This department is provided for the free and courteous discussion of biblical and spiritual problems which may be considered edifying to the people of God. Letters concerning such matters are requested.
In response to your question as to whether or not you should go bowling, here are the principles which should guide us in matters of this nature. The worldling is a lover of pleasure (2 Tim. 3:4; 1 John 2:15). We are told not to love the world that passeth away (1 John 2:16-17). The greatest keeping power is love for Christ. Married persons are faithful to each other because they love one another, not because the law of the land asserts that they must not commit adultery.
Furthermore, the Holy Spirit indwells the Christian so that he is no longer his own; he is a bond-slave of Jesus Christ, purchased by His precious blood (1 Cor. 6:20). Notice therefore, Romans 12:1-2 and also Hebrews 12:1. Some things in life are not in themselves sinful, but they are weights which no spiritual runner wants, lest he lose the race, and be disapproved (1 Cor. 9:25-27).

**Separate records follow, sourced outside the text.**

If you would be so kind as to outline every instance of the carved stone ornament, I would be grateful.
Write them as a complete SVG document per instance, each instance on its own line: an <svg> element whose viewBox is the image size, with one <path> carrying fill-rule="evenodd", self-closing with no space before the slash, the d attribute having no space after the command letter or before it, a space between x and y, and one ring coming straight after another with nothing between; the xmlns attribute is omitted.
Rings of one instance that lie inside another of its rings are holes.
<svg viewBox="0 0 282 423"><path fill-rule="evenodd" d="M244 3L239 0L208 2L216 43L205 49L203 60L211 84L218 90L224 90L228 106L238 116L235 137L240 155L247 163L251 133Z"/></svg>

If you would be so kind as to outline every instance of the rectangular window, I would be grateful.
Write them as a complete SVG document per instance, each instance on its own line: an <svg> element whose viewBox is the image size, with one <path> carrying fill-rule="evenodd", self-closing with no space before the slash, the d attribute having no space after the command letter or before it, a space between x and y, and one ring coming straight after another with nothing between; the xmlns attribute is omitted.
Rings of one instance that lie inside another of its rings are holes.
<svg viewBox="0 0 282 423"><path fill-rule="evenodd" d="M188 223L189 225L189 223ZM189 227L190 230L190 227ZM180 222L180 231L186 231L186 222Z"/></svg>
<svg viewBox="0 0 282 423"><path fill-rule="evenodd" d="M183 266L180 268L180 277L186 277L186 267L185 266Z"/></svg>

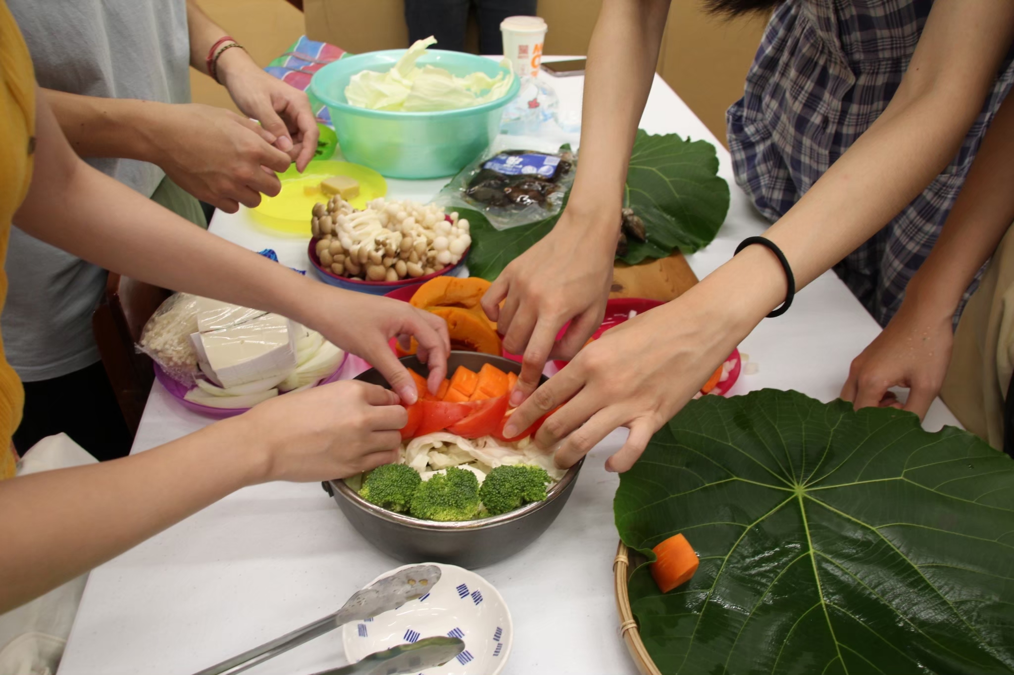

The matter of discipleship to Christ calls for self-denial (Matt. 16:24-26). This is not irksome if we are conscious of doing it for the Lord.
There are several questions which we could ask in this connection: Is it expedient (profitable) that I do this (1 Cor. 6:12; 12:23)? Will it edify (build up spiritually) myself and others (Rom. 14:19)?
Would the Lord Jesus do it? He has left us an example that we should follow His steps (1 Pet. 2:21). Would I feel ashamed if the Lord came and found me doing it? Is there the least bit of doubt in my mind about the matter? If so, I should not do it lest I be condemned (Rom. 14:22-23). Will the act be for the glory of God (1 Cor. 10:31)? Does it break the tender link of communion with God? It is a fact that the conscience becomes hard through the deceitfulness of sin (1 John 1:3; Heb. 3:13). Will it offend or stumble my brother or sister who may be weaker than myself (1 Cor. 8:11 and 12)? What influence will it have generally (Rom. 14:7)? How does it look in view of the Judgment Seat of Christ? How much of my time does it occupy? Am I taking time for the things that really matter: reading God’s word, prayer, visiting, witnessing, assembly responsibility, good works, etc. (2 Cor. 8:9; 9:6; (1 Cor. 16:1)? How much expense is involved? Does the Lord get His portion?
Moreover, it is very important that we cultivate the companionship of those who are Christians. The Amplified Version renders 1 Corinthians 15:33 in this manner: “Do not be deceived and misled! Evil companions (communion, associations) corrupt and deprave good manners and morals and character.”
Bodily exercise does have value, but godliness is profitable for all things, both now and hereafter (1 Tim. 4:7-8). This verse does not mean that one should not have exercise, but, rather, that this should be tempered by the consideration that godliness is much more profitable in everything. It is very unhealthful for one not to have physical and mental diversion and exercise, but one should learn by experience those things which are best for his spiritual life. There is a vast difference between pleasurable relaxation and worldly amusement.
One should ever remember that what might be harmless to him, might be fatal to his brother.